10.1161/hyp.36.suppl_1.723-a ◽

2000 ◽

Vol 36 (suppl_1) ◽

pp. 723-723

Author(s):

Qing-Feng Tao ◽

Diego Martinez vasquez ◽

Ricardo Rocha ◽

Gordon H Williams ◽

Gail K Adler

Keyword(s):

Myocardial Infarction ◽

Drinking Water ◽

Mineralocorticoid Receptor ◽

Critical Role ◽

Weight Ratio ◽

Myocardial Necrosis ◽

Receptor Activation ◽

Control Group ◽

Sprague Dawley ◽

Sprague Dawley Rats

P165 Aldosterone through its interaction with the mineralocorticoid receptor (MR) plays a critical role in the development of hypertension and cardiovascular injury (CVI). Normally, MR is protected by 11β-hydroxysteroid dehydrogenase (11β-HSD) which inactivates glucocorticoids preventing their binding to MR. We hypothesis that if activation of MR by either aldosterone or glucocorticoids induces hypertension and CVI, then the inhibition of 11β-HSD with glycyrrhizin (GA), a natural inhibitor of 11β-HSD, should induce damage similar to that observed with aldosterone. Sprague-Dawley rats were uninephrectomized, and treated for 4 weeks with 1% NaCl (in drinking water) for the control group, 1% NaCl + aldosterone infusion (0.75 μg/h), or 1% NaCl + GA (3.5 g/l in drinking water). After 4 weeks, aldosterone and GA caused significant increases in blood pressure compared to control rats ([mean ± SEM] 211± 9, 205 ± 12, 120 ± 9 mmHg, respectively, p<0.001). Both aldosterone- and GA-treated rats had a significant increase in proteinuria (152.2 ± 8.7 and 107.7 ± 19.5 mg/d, respectively) versus controls (51.2 ± 9.5 mg/d).

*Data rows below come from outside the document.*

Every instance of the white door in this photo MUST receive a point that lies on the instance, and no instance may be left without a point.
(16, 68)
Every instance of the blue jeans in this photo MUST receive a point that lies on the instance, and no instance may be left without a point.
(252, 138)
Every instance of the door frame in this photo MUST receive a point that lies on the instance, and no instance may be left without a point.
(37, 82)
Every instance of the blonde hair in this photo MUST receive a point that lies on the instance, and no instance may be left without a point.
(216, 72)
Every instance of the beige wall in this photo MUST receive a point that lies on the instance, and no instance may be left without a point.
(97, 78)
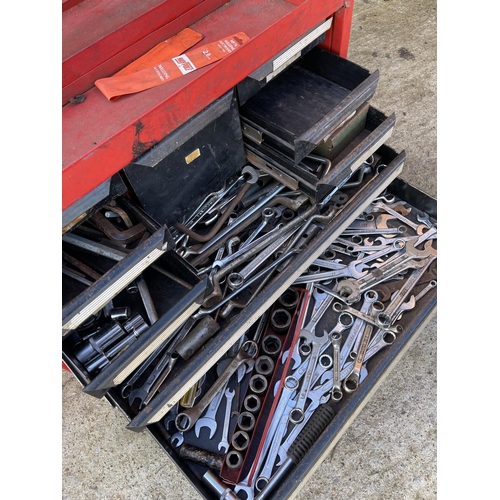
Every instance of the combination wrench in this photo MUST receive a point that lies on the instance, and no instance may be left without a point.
(224, 443)
(185, 420)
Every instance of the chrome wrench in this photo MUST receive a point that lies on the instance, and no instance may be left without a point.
(185, 420)
(317, 342)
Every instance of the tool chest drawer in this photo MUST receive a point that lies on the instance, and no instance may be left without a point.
(392, 242)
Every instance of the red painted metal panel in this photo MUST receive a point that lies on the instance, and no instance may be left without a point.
(101, 137)
(129, 53)
(337, 37)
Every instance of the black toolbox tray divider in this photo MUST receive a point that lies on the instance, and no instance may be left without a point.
(97, 295)
(201, 362)
(346, 86)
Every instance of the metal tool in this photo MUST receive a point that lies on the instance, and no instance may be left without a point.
(208, 419)
(316, 341)
(185, 420)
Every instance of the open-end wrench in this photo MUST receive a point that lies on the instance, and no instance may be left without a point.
(185, 420)
(292, 436)
(224, 443)
(425, 219)
(392, 311)
(253, 178)
(247, 485)
(319, 395)
(336, 393)
(265, 473)
(352, 271)
(377, 320)
(351, 382)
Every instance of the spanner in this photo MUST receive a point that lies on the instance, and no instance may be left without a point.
(418, 228)
(408, 258)
(285, 446)
(247, 485)
(224, 443)
(267, 215)
(352, 271)
(322, 302)
(319, 395)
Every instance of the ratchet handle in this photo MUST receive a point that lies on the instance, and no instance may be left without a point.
(311, 431)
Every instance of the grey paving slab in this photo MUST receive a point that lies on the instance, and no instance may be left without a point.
(389, 452)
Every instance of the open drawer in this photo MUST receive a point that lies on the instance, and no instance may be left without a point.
(305, 104)
(207, 469)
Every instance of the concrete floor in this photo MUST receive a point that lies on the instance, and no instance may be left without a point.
(389, 452)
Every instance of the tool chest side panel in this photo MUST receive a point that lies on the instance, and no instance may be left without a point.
(93, 149)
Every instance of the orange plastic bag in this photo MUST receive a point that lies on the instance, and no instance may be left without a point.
(170, 69)
(173, 46)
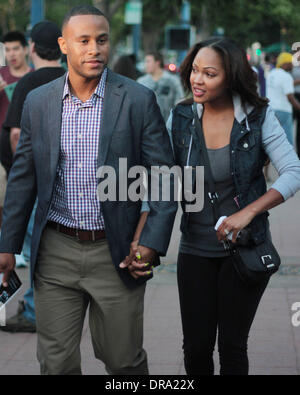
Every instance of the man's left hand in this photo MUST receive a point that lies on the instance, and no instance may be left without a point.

There was a significant increase (p<0.001) in heart to body weight ratio in the rats treated with aldosterone or GA compared with control (3.92 ± 0.10, 3.98 ± 0.88, and 3.24 ± 0.92 mg/g, respectively). Hearts of GA and aldosterone treated rats showed similar histological changes consisting of biventricular myocardial necrosis and fibrinoid necrosis of small coronary arteries and arterioles. These data suggests that in rodents activation of MR by either aldosterone or corticosterone leads to severe hypertension, vascular injury, proteinuria and myocardial infarction. Thus, 11β-HSD plays an important role in protecting the organism from injury.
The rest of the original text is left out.